ラ・フォル・ジュルネ・オ・ジャポン2012

 今年は完全復活、ラ・フォル・ジュルネ・オ・ジャポン。去年はホントに大変な年であった。こんなイベントがきちんと開催されることに、まずは感謝である。
 さて、年に1度の音楽祭。まだまだこらえ性のない愚息&愚女を伴っての一般のコンサートはやはり敷居が高いので、いまだに「0歳からのコンサート」…。
 およそ、心静かにクラシックを愉しむ、なんて環境ではないのだけれども、ま、年に1回くらいは“我々が”生でオーケストラを聴きたいもの。子どもの泣き声を排除して、特定の音源に耳を傾ける…、そんな技能を身につけた我々は、そちらの技能を全開にしてひさびさの生演奏を愉しむ。

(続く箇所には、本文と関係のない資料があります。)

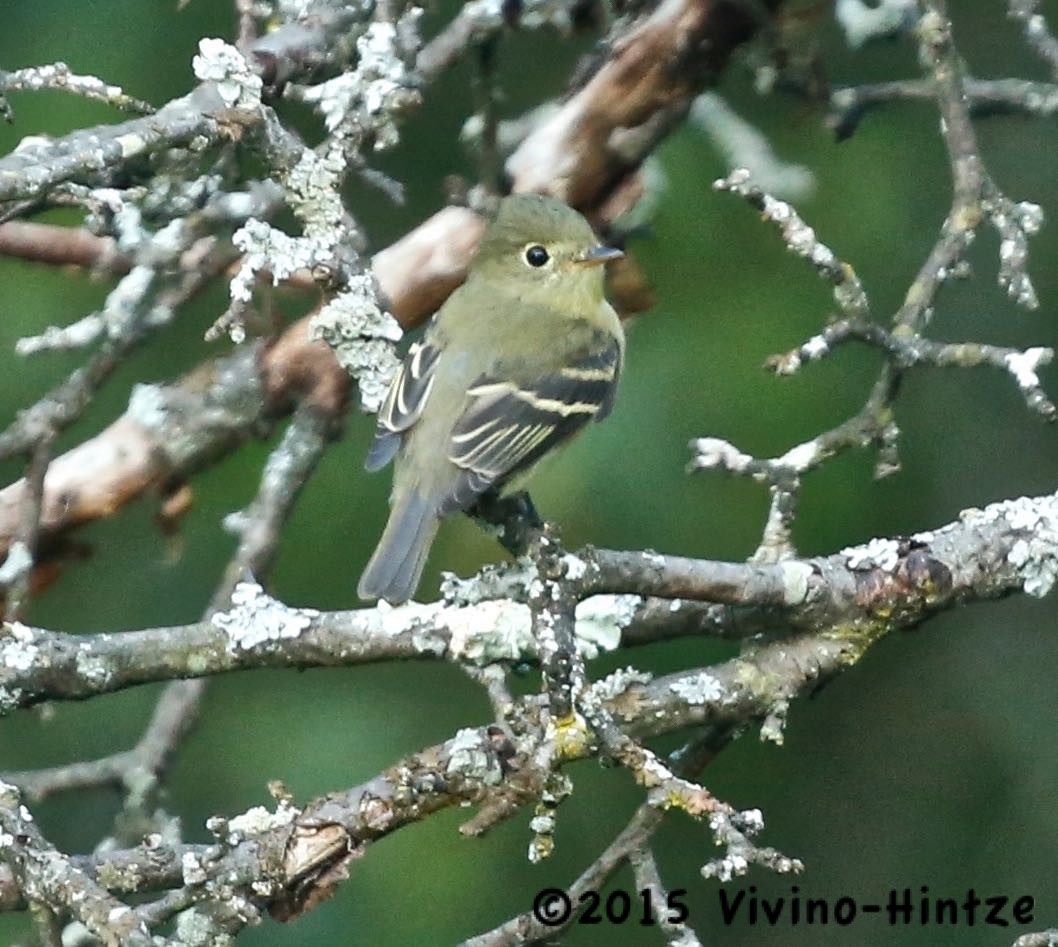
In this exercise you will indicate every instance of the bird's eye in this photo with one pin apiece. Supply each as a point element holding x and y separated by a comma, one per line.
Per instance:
<point>536,255</point>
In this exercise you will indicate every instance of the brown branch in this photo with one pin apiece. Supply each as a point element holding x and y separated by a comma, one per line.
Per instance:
<point>639,93</point>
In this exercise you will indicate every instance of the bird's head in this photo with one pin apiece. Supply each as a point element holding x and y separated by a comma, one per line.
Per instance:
<point>539,247</point>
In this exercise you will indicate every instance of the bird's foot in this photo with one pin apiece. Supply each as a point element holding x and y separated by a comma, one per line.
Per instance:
<point>511,517</point>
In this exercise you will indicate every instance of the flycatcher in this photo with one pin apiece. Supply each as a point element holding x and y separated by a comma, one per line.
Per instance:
<point>518,359</point>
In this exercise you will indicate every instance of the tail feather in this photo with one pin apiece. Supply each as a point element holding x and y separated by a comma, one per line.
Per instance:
<point>397,565</point>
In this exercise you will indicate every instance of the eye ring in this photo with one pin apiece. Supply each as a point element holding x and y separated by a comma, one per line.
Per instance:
<point>536,255</point>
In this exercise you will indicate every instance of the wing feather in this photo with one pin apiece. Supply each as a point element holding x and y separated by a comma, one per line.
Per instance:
<point>506,428</point>
<point>407,395</point>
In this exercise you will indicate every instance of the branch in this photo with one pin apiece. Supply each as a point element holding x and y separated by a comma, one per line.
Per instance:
<point>1007,547</point>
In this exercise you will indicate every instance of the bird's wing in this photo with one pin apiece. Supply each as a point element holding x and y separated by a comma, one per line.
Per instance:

 チャイコフスキーの「くるみ割り人形」からの演奏は、上の息子は多少ピンと来るものがあって、そこそこ聞いていたようだが、下の娘はもう…。大丈夫かね、彼女は。ま、親のコイドも、「お、ホワイト家族…」なんて反応だから、程度が知れるんだがな。
 そういえばワタクシ、コレまでいろいろな著名人(ブツ?)に似ていると言われたことがあるけれども、かつてある学生さんに、「おじいちゃんちのリビングにおいてあったくるみ割り人形に似ています」と言われたことがある。そうまでして「…に似てる」って話題を引っ張りださなくても良さそうなものだがね。でも一応、「そうですか。よく言われますよ」って答えといたはずだ。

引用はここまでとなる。